Really? According to a National Archives court filing in Judicial Watch’s lawsuit, “on average, Presidential representatives have required 237 days to complete their review of Clinton Presidential records.”
“I wanted to give all of my records to the 9/11 Commission. I wanted all the support necessary. And we kept meticulous records, and I wanted to give it to them.”
Except, of course, for those records Sandy Berger, Clinton’s National Security Advisor, stole from the National Archives and destroyed.
“There was a request, I think, for all of Hillary’s schedules [by Judicial Watch]. And I think that’ll be out sometime in January.”
The National Archives claims that their review of these schedules will be completed by January 2008. However, archivists claim at that point President Clinton’s representatives must review them and are seeking an indefinite period of time to release. I hope the president is suggesting that he will authorize their release the moment the Archives finishes its review, but I highly doubt it.
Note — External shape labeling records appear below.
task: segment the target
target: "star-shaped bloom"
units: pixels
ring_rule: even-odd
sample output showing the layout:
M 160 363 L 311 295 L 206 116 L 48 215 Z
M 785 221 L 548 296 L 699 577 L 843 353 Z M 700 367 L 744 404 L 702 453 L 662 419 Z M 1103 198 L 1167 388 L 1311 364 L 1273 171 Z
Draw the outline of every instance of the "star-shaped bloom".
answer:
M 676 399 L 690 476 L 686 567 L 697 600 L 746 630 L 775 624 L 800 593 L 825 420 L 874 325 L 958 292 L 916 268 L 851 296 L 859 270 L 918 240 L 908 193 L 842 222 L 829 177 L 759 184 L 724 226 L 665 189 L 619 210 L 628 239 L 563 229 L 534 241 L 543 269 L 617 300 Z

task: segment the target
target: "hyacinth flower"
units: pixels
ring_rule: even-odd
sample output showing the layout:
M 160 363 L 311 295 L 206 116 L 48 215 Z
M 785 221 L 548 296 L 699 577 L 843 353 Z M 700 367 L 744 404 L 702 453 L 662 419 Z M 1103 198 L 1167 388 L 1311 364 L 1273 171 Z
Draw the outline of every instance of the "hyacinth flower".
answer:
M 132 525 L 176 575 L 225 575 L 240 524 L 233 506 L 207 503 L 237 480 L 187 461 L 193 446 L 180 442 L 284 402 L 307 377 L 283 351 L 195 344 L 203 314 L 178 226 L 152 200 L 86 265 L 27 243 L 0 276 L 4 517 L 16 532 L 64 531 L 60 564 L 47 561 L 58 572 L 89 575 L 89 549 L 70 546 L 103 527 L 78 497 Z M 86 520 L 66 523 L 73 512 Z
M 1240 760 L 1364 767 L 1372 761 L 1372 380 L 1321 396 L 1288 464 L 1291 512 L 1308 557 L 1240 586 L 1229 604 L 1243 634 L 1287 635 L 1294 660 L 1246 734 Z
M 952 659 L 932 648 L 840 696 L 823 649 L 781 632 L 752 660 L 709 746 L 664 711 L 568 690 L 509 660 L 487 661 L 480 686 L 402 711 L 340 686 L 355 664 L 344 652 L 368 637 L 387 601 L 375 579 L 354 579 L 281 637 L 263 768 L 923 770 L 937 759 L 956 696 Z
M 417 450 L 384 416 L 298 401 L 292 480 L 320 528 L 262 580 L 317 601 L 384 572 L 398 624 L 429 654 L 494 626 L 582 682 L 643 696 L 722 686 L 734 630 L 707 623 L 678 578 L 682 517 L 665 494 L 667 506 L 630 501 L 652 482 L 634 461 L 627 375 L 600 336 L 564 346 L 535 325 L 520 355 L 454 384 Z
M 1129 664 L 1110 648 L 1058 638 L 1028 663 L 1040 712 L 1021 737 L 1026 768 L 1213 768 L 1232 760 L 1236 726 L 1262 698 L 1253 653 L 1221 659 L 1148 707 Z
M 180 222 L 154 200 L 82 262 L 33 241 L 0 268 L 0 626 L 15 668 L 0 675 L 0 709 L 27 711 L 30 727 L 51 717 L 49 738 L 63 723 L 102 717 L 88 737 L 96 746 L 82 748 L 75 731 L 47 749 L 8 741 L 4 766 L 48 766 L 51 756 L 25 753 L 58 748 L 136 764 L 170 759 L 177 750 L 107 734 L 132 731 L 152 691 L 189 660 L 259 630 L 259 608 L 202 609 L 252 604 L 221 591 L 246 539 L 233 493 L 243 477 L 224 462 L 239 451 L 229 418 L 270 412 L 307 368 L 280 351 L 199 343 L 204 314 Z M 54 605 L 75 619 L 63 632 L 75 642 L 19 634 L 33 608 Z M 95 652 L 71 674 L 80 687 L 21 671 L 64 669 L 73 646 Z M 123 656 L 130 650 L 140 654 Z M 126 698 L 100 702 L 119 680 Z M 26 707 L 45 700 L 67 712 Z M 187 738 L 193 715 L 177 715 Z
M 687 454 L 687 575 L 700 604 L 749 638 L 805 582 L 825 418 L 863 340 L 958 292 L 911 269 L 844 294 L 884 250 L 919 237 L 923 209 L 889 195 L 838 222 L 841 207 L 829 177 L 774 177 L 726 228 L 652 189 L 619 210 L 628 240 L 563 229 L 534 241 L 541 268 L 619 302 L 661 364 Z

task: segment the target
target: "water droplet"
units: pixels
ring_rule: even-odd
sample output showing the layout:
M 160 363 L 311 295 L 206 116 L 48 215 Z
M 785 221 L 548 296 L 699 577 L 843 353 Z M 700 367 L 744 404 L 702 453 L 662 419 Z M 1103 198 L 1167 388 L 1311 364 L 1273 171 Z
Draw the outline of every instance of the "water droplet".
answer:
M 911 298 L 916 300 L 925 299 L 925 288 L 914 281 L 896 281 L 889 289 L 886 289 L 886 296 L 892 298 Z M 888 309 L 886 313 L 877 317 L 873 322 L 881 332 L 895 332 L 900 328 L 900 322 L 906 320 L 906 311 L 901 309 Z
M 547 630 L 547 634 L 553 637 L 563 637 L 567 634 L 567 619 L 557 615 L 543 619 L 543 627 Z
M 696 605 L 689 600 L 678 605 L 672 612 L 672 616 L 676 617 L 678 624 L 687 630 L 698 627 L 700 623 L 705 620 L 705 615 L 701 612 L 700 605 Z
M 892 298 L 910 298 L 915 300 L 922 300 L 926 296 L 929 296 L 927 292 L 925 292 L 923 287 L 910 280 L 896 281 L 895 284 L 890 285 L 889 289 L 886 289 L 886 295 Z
“I am not afraid to have my records made public…If there’s anything to be learned by the records, let them show it.”
Amen to that.
“…[Impeachment] was a fight for power…”
Impeachment was a fight for the rule of law. It was about perjury and obstruction of justice by a sitting president. President Clinton admitted to lying under oath and copped a plea deal to avoid criminal prosecution. If not for weak and intimidated Republicans and enabling Democrats, President Clinton would have been removed from power.
“So the public agreed with me…Doesn’t excuse the personal mistake I made, but it was not an impeachable offense...”
In what universe does lying under oath and obstructing justice fail to rise to the standard of “high crimes and misdemeanors? Like O.J., Bill Clinton doesn’t get it, and he never will. The sophisticates tell America that Clinton corruption is passé – given Bill’s dishonest comments, it is terribly current.